Küresel ekonomideki öneminden sağlığa olan etkilerine kadar şekerle ilgili bilinmesi gerekenleri dinlemek ve geleceğini tartışmak için Londra’da bir araya geldiğimiz LMC International Genel Müdürü Martin Todd, şeker üretiminde küresel talebin artmaya devam ettiğini belirterek, bu talebin artış hızının gelişmiş ülkelerde hız kestiğini vurguluyor.

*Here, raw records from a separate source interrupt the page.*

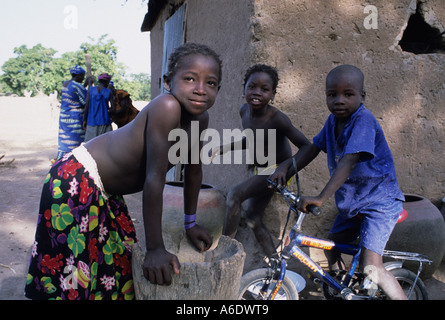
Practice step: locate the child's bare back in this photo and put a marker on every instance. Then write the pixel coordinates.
(121, 155)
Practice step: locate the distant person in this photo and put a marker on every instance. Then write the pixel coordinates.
(123, 111)
(97, 120)
(260, 87)
(74, 95)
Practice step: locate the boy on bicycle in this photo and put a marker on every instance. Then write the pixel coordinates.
(363, 176)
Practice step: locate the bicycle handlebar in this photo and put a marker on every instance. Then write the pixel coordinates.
(316, 211)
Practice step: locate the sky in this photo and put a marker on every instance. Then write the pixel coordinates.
(64, 25)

Küresel tatlandırıcı ihtiyacının büyük bölümünün sakaroz, nişasta bazlı tatlandırıcılar ve yüksek yoğunluklu tatlandırıcılar tarafından karşılandığını belirten Todd, küresel tatlandırıcı talebinin Asya ve Afrika olmak üzere yılda yüzde 1,5 seviyesinde bir büyüme kaydettiğine değiniyor.

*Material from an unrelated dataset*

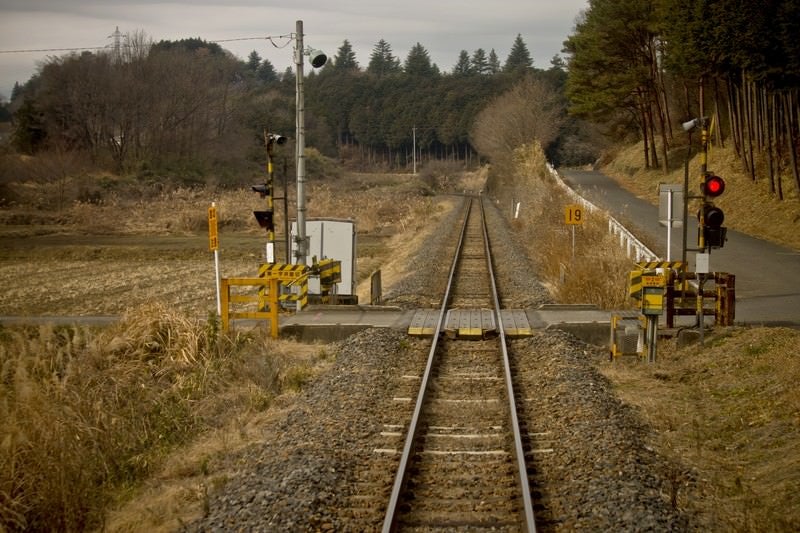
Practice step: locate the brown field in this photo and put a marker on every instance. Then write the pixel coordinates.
(729, 413)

2018 yılında Türkiye’nin toplam şeker tüketimi 2,5 milyon ton olarak gerçekleşti. Türkiye, dünyanın en büyük sakaroz üreticisi konumunda olan Hindistan ve Brezilya’ya kıyasla daha küçük ölçekli bir sakaroz üreticisi konumunda. Türkiye’nin küresel sakaroz üretimindeki payının yaklaşık yüzde 1 seviyesinde olduğunu belirten Todd, öte yandan Türkiye’nin şeker pancarından sakaroz üretimindeki küresel payının ise yüzde 7 seviyesinde olduğunu söylüyor. Türkiye’nin şeker üretim politikasının ağırlıklı olarak yerel üreticiyi desteklemeyi amaçladığının ve kota sisteminin yıllardır süregelen bir sosyal politika olduğunun altını çizen Todd, Türkiye’nin kota politikasını değiştirmesi halinde üretim kompozisyonun da değişmesini beklendiğinin altını çiziyor.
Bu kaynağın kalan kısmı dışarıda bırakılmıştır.